Dubai: As Egypt becomes more and more polarized between the Muslim Brotherhood demonstrations and the military crackdown, one campaign hopes to draw attention to those who reject both alternatives.

#Masmou3, meaning “heard” in Arabic, is a campaign started on August 17, calling on Egyptians who stand in the middle to make themselves heard every night after curfew by banging pots and pans.

“Against the Brotherhood and the traders in religion? Against the state’s arbitrary steps and widespread chaos? Every day at 9 pm, open your window, beat a pan for five minutes and make your voice heard,” explains the campaign’s Twitter page. 

Supporters have taken to tweeting their participation and recording it with pictures and video.

On August 18, @BahyeaMasr tweeted: “@masmou3 I just banged hard on my pan in the balcony @9pm...I refuse the black and white narrative of MB and Military! I refuse the silence!” @maisirry also tweeted: “Less than an hour till I bang my pots in my nighty from my balcony like a crazy woman. Anyone gonna echo that in Helio tonight? @masmou3.”

Noise protests are not new – last year, an international movement called Global Noise organized worldwide protests against austerity, with people marching in the streets banging pots and pans.
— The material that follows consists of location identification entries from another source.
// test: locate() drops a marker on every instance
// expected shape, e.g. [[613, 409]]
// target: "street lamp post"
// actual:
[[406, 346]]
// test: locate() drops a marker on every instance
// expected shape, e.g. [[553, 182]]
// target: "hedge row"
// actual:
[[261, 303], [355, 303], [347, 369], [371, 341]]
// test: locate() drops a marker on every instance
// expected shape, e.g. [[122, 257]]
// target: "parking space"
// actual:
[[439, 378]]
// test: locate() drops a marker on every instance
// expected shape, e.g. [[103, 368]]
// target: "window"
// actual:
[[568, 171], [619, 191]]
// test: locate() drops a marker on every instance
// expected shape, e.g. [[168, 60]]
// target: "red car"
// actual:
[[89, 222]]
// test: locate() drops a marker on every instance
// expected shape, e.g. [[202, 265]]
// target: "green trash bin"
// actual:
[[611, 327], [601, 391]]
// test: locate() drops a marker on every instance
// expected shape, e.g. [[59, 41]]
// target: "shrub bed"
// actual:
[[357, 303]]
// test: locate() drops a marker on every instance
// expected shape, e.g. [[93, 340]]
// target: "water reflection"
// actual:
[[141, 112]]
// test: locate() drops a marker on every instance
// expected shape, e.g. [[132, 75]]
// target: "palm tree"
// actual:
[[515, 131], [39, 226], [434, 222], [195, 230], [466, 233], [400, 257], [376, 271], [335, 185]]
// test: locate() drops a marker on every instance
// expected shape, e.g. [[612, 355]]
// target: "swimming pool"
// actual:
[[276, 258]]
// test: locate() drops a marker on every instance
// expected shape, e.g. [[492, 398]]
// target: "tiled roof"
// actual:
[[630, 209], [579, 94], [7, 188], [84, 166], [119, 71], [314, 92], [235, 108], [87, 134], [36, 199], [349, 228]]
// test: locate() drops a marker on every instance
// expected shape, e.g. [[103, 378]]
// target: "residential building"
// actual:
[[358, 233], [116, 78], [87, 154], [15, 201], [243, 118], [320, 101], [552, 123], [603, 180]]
But the idea for this campaign came out of the recently imposed curfew, said campaign organizers. “We thought of the creepy silence that falls on Egypt at curfew time, allowing you to hear what the constant noise of our busy cities would never allow you to hear,” organizers said in an email. “So we decided to break that silence, both symbolically and through our actions.”

The #masmou3 campaign told Gulf News that their message is “simple and clear.” Those who “disapprove both of Islamist dictatorship and military dictatorship, are entitled to express [their] opinion and to carve a space in the oppressive silence imposed on [them] by intimidations, curfews and other threats of being called a traitor.”

Campaign organizers refused to identify themselves, saying that they did not want to attract attention to themselves and that they could not add more to the narrative than those participating.

But it’s unclear just how many in Egypt have not chosen sides between the Muslim Brotherhood and the military, and while #masmou3 says its campaign aims to reveal support for a third way, there is concern that there may not be enough people in Egypt who support such thinking.

Aya Sabry, a professional trainee at the American University of Cairo Press, told Gulf News via social media,  “I don't think they [those who reject both the Islamists and the military] are a majority.”

“A lot of people are focusing on the short-run, on the current political scene, and therefore, they seem to be compelled to choose sides, because it doesn't seem possible to have two winners when violence has already been used, since the possibility of retaliation is strong,” she said.

Still, Sabry said she felt the campaign was “significant symbolically,” although she was unsure what it could achieve in the short-term.

But the #masmou3 campaign seems less concerned with that, telling Gulf News, “What we hope to gain is to establish what not only we are "against", but especially what we are for.”

“What we are for are the founding and basic principles to any peaceful, inclusive, egalitarian,  constructive and human society, principles that the Mubarak regime was unable to embody, that the Muslim Brotherhood was adamant to suppress, principles that the Military and the Police State are determined to crush,” it said.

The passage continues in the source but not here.